Denizli’deki demir çelik fabrikasını gezdirdi bana. Bu fabrikadan çıkan ürünler Amerika’ya ihraç edilmekte ve gökdelen yapımında kullanılmakta imiş. Daha sonra ihracat kolaylığı bakımından Aliağa’da limana yakın bir fabrika kurmuştu. Bu fabrikaya kendisinin talebi ile, üniversiteden bir makine mühendisi ve bir de otomasyon çalışan iki öğretim üyesi ile gözlem ziyareti yapmıştık. Otomatik paketleme makinası yapıp yapamayacağımızı soruyordu. Fabrikasının enerji ihtiyacını sağlamak üzere, fabrikadan görülen tepelere rüzgar enerjisi santralleri kurdu. Türkiye’de ilklerden olmalı. Kardemir haddecilik üretimde ve ihracatta hem Denizli’nin, hem de Türkiye’nin önde gelen şirketlerinden oldu.
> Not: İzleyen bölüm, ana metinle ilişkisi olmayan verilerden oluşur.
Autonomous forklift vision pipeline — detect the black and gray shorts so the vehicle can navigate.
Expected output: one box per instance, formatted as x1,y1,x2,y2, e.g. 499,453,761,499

Sekiz yıl Pamukkale üniversitesinin işletme müdürlüğünü yaptım. Üniversitenin sanayi ile yapabileceği herhangi bir işbirliğinde kullanılacak tüm prosedürlerin yürütücüsü pozisyonunda idim. Nevzat bey dışında Denizli’den nasıl yaparız, ne yaparız diyen bir sanayiciye rastlamadım. Sadece çelik mamul otomasyonu olsa çok anlamlı olmayabilir. Mermer işine girmek istediklerinde de muhtemel yataklar, verim ve işletme teknikleri üzerine görüşmek üzere üniversitedeki jeoloji hocaları ile görüştürmüştüm. Anlayacağınız bilime, üniversite sanayi işbirliğine fiilen inanır ve bu doğrultuda hareket etmeye çalışırdı.
Hesabını kitabını iyi yapan, yardım ve bağışta bulunmayı ihmal etmeyen bir iş adamı idi. Üniversite hastanesinin plaza kısmı için Denizlili hayırseverlerden bağış talep edilirken kapısı çalınmış ve bana sormuştu yapayım mı diye. Mutlaka yapın demiştim. Daha sonra Milli Eğitim Bakanlığına, kendi adıyla anılan bir Anadolu lisesi yaptı. Pasvak’ı Ramazanlarda unutmazdı.
Güne ve çalışmaya sabah namazı ile birlikte başladığını biliyorum. Zira namaz sırasında ortaya çıkan başdönmesi nedeniyle hastam da olmuştu.
Kovidden özel sağlıkta yattığını öğrendim. Aradım hal hatır sordum, yapabileceğim bişey var mı dedim. İyiyim dedi, sesi de iyi geliyordu. Sağlık Müdürlüğüne beş adet solunum cihazı bağışlamıştı, Üniversiteye de yapacağım ihtiyaç çokmuş dedi. Evet yeni yeni yoğun bakımlar açılıyor ihtiyaç çok, Allah razı olsun dedim.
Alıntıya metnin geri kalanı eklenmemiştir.